# Birds Notebook

https://www.cranberrygrape.com/projects/birds-ai

This notebook is part of the birds AI series of notebooks provided by Cosmic Bee (Tim Lovett).

Notebook's purpose: This particular notebook's purpose is to create a cached structure for the test, train, and validation sets. My reasoning for this was that I intended later to further refine the outputs to a shorter "birdfeeder friendly" list and I wanted to make sure I didn't leak test data at any point in my process.

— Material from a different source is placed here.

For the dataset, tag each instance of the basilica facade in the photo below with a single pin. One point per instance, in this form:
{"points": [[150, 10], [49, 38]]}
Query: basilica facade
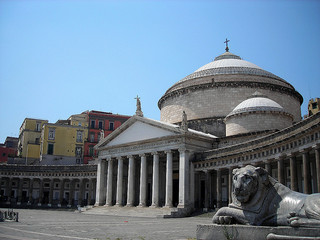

This notebook contains the logic for both the initial caching of the segmented data and the further filtering.

In [None]:
# Imports
from pathlib import Path
import pandas as pd
from sklearn.model_selection import train_test_split
from tensorflow.keras.preprocessing.image import ImageDataGenerator
import tensorflow as tf

In [None]:
BATCH_SIZE = 128
# You may need to lower this depending upon your GPU

TARGET_SIZE = (224, 224)
# Target size should be left alone to avoid scaling images prematurely
# This is the image size


# Note: I've extracted the dataset to C:/colab/data/birds and am using the train
# folder to segment the data. The other existing segments contain only five
# images per bird lowering confidence in the model output if used.
dataset = "C:/colab/data/birds/train"

train_storage_ds = "C:/colab/data/birds/cache/train"
valid_storage_ds = "C:/colab/data/birds/cache/valid"
test_storage_ds = "C:/colab/data/birds/cache/test"
filtered_train_storage_ds = "C:/colab/data/birds/cache/filtered/train"
filtered_valid_storage_ds = "C:/colab/data/birds/cache/filtered/valid"
filtered_test_storage_ds = "C:/colab/data/birds/cache/filtered/test"

In [None]:
# The dataset creator included a Looney Birds category with several humans. It
# took me a very long time to go through each folder to ensure no other troll
# categories or data was present. Data quality directly effects model accuracy
# and quality.
def should_ignore(path, ignored_paths):
    return any(ignored_path in path for ignored_path in ignored_paths)

image_dir = Path(dataset)
ignored_paths = ['LOONEY BIRDS']

filepaths = [str(path) for path in image_dir.glob('**/*') if path.is_file() and not should_ignore(str(path), ignored_paths)]
labels = list(map(lambda x: os.path.split(os.path.split(x)[0])[1], filepaths))

# Create DataFrame
filepaths = pd.Series(filepaths, name='Filepath').astype(str)
labels = pd.Series(labels, name='Label')
image_df = pd.concat([filepaths, labels], axis=1)

# Split train and test
train_df, test_df = train_test_split(image_df, test_size=0.2, shuffle=True, stratify=labels, random_state=42)
print("Train and test split")

Train and test split


## Storage

Next we'll store these images to the cache directory we previously specified.

In [None]:
# Storage logic to break up dataset
splitter_generator = ImageDataGenerator(
    preprocessing_function=tf.keras.applications.efficientnet.preprocess_input,
    validation_split=0.2,
)

test_generator = ImageDataGenerator(
    preprocessing_function=tf.keras.applications.efficientnet.preprocess_input,
)
train_images = splitter_generator.flow_from_dataframe(
    dataframe=train_df,
    interpolation='bilinear',
    x_col='Filepath',
    y_col='Label',
    target_size=TARGET_SIZE,
    color_mode='rgb',
    class_mode='categorical',
    batch_size=BATCH_SIZE,
    subset="training",
    seed=42,
    shuffle=True,
)

validation_images = splitter_generator.flow_from_dataframe(
    dataframe=train_df,
    interpolation='bilinear',
    subset="validation",
    x_col='Filepath',
    y_col='Label',
    target_size=TARGET_SIZE,
    color_mode='rgb',
    class_mode='categorical',
    batch_size=BATCH_SIZE,
    seed=42,
    shuffle=True,
)

test_images = test_generator.flow_from_dataframe(
    dataframe=test_df,
    interpolation='bilinear',
    x_col='Filepath',
    y_col='Label',
    target_size=TARGET_SIZE,
    color_mode='rgb',
    class_mode='categorical',
    batch_size=BATCH_SIZE,
    shuffle=False,
)

import shutil
import os

def copy_files(generator, destination_root):
    for i in range(len(generator.filepaths)):
        filepath = generator.filepaths[i]
        filename = os.path.basename(filepath)
        class_label = os.path.basename(os.path.dirname(filepath))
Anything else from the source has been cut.